Woran die Welt zugrunde geht

Joachim Hirsch

Woran liegt es eigentlich, dass immer mehr Verrückte, Kriminelle, Größenwahnsinnige, Faschisten und Ähnliche sich daran machen können, unsere Geschicke zu bestimmen? Trump und sein Mentor Musk stehen dabei nur in der ersten Reihe der öffentlichen Aufmerksamkeit. Auch anderswo sind ähnliche Typen an der Macht oder haben Chancen, sie zu ergreifen.
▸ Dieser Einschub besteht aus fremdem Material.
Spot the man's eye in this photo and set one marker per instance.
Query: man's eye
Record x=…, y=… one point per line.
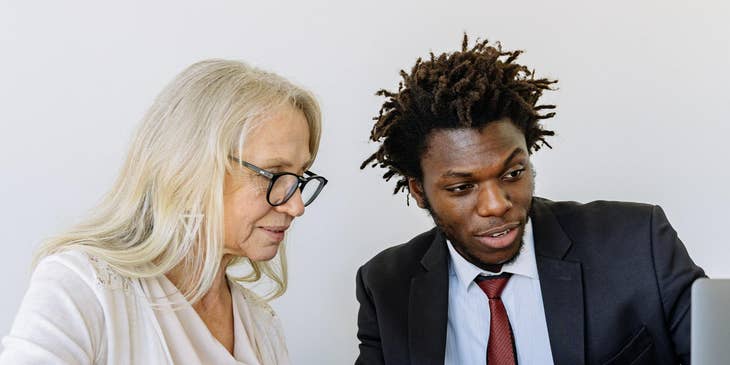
x=460, y=188
x=514, y=174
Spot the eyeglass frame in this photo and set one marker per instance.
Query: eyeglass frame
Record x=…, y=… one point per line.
x=273, y=176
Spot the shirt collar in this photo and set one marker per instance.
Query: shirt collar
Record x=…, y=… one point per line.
x=524, y=265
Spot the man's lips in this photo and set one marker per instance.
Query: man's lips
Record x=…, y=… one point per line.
x=499, y=237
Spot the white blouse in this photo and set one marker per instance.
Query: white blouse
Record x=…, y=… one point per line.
x=79, y=311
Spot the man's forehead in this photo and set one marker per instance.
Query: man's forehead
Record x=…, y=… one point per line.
x=497, y=138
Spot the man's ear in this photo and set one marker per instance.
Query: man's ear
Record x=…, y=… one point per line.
x=416, y=189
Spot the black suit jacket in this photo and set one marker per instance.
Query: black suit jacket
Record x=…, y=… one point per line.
x=615, y=282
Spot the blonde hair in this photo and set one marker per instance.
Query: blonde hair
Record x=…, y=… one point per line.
x=165, y=209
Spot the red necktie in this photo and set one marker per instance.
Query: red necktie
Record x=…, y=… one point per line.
x=500, y=347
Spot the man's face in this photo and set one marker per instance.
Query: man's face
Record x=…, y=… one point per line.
x=478, y=186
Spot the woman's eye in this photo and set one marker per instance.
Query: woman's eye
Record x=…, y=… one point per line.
x=514, y=174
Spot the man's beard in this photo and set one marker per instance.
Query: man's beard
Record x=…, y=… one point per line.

In Italien regiert eine sogenannte „Postfaschistin“, in Österreich soll ein Rechtsradikaler Regierungschef werden, ein ebensolcher bestimmt die niederländische Politik und hierzulande wurde gerade Alice Weidel von der AfD zur Kanzlerkandidatin ausgerufen, mit der Chance, bei den nächsten Wahlen der zweitstärksten Partei vorzustehen. Und dazu noch die diversen Diktatoren, beileibe nicht nur Putin. In der Tat steht weltweit die Demokratie in Gefahr. Interessanterweise wird dies auch von denen beklagt, die mit ihrer neoliberalen Politik einige ihrer Grundlagen ruiniert haben.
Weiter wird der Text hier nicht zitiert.